Positional cloning of a novel gene influencing asthma from chromosome 2q14.
Allen M., Heinzmann A., Noguchi E., Abecasis G., Broxholme J., Ponting CP., Bhattacharyya S., Tinsley J., Zhang Y., Holt R., Jones EY., Lench N., Carey A., Jones H., Dickens NJ., Dimon C., Nicholls R., Baker C., Xue L., Townsend E., Kabesch M., Weiland SK., Carr D., von Mutius E., Adcock IM., Barnes PJ., Lathrop GM., Edwards M., Moffatt MF., Cookson WOCM.

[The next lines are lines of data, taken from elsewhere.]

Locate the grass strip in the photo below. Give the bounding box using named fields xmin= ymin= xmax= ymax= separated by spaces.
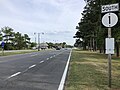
xmin=65 ymin=50 xmax=120 ymax=90
xmin=0 ymin=50 xmax=37 ymax=56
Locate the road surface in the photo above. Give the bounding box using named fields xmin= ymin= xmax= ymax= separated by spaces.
xmin=0 ymin=50 xmax=71 ymax=90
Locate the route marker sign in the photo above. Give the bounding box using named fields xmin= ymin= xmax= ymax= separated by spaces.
xmin=102 ymin=13 xmax=118 ymax=27
xmin=101 ymin=3 xmax=119 ymax=88
xmin=1 ymin=42 xmax=5 ymax=48
xmin=105 ymin=38 xmax=114 ymax=54
xmin=101 ymin=3 xmax=119 ymax=13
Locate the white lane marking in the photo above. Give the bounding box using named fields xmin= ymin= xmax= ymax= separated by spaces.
xmin=58 ymin=50 xmax=72 ymax=90
xmin=8 ymin=72 xmax=21 ymax=79
xmin=39 ymin=61 xmax=44 ymax=63
xmin=50 ymin=56 xmax=53 ymax=58
xmin=31 ymin=54 xmax=37 ymax=57
xmin=29 ymin=64 xmax=36 ymax=69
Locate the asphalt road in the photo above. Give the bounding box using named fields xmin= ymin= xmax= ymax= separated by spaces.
xmin=0 ymin=50 xmax=70 ymax=90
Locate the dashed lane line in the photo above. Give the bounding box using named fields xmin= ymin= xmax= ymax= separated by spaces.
xmin=7 ymin=72 xmax=21 ymax=79
xmin=39 ymin=61 xmax=44 ymax=63
xmin=29 ymin=64 xmax=36 ymax=69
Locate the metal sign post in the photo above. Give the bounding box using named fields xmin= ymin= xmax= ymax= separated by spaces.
xmin=101 ymin=3 xmax=119 ymax=88
xmin=108 ymin=28 xmax=111 ymax=88
xmin=1 ymin=41 xmax=5 ymax=55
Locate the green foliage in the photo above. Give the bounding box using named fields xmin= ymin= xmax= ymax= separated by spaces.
xmin=74 ymin=0 xmax=120 ymax=54
xmin=0 ymin=26 xmax=31 ymax=50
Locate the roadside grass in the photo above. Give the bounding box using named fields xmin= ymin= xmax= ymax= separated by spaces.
xmin=0 ymin=50 xmax=37 ymax=56
xmin=65 ymin=50 xmax=120 ymax=90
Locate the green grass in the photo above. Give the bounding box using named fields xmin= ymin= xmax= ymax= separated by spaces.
xmin=65 ymin=50 xmax=120 ymax=90
xmin=0 ymin=50 xmax=37 ymax=56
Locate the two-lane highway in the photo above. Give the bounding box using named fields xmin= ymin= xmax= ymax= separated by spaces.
xmin=0 ymin=49 xmax=71 ymax=90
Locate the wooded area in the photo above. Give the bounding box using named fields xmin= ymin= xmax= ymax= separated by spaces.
xmin=74 ymin=0 xmax=120 ymax=56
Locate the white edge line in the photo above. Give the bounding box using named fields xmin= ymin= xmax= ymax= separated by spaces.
xmin=29 ymin=65 xmax=36 ymax=69
xmin=8 ymin=72 xmax=21 ymax=79
xmin=31 ymin=54 xmax=37 ymax=56
xmin=58 ymin=50 xmax=72 ymax=90
xmin=40 ymin=61 xmax=44 ymax=63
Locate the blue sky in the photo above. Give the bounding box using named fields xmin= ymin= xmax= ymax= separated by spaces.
xmin=0 ymin=0 xmax=85 ymax=45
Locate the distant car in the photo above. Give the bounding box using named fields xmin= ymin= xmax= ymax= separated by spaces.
xmin=56 ymin=46 xmax=61 ymax=50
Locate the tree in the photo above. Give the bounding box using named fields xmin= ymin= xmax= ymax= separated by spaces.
xmin=74 ymin=0 xmax=120 ymax=55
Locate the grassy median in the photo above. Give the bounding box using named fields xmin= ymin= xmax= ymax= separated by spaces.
xmin=0 ymin=50 xmax=37 ymax=56
xmin=65 ymin=49 xmax=120 ymax=90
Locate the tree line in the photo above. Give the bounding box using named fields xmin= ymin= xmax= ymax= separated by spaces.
xmin=0 ymin=26 xmax=72 ymax=50
xmin=74 ymin=0 xmax=120 ymax=56
xmin=0 ymin=26 xmax=35 ymax=50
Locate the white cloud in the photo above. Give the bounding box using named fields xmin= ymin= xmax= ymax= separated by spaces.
xmin=0 ymin=0 xmax=85 ymax=44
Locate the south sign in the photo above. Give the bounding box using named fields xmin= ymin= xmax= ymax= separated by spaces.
xmin=101 ymin=3 xmax=119 ymax=13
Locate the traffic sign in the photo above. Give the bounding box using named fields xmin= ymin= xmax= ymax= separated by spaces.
xmin=1 ymin=42 xmax=5 ymax=48
xmin=105 ymin=38 xmax=115 ymax=54
xmin=101 ymin=3 xmax=119 ymax=13
xmin=102 ymin=13 xmax=118 ymax=28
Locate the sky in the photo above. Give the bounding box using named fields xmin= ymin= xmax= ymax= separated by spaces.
xmin=0 ymin=0 xmax=85 ymax=45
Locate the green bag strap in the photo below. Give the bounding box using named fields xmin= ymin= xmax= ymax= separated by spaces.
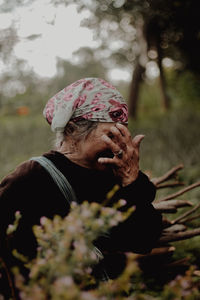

Asthma is a common disease in children and young adults. Four separate reports have linked asthma and related phenotypes to an ill-defined interval between 2q14 and 2q32 (refs. 1-4), and two mouse genome screens have linked bronchial hyper-responsiveness to the region homologous to 2q14 (refs. 5,6). We found and replicated association between asthma and the D2S308 microsatellite, 800 kb distal to the IL1 cluster on 2q14. We sequenced the surrounding region and constructed a comprehensive, high-density, single-nucleotide polymorphism (SNP) linkage disequilibrium (LD) map. SNP association was limited to the initial exons of a solitary gene of 3.6 kb (DPP10), which extends over 1 Mb of genomic DNA. DPP10 encodes a homolog of dipeptidyl peptidases (DPPs) that cleave terminal dipeptides from cytokines and chemokines, and it presents a potential new target for asthma therapy.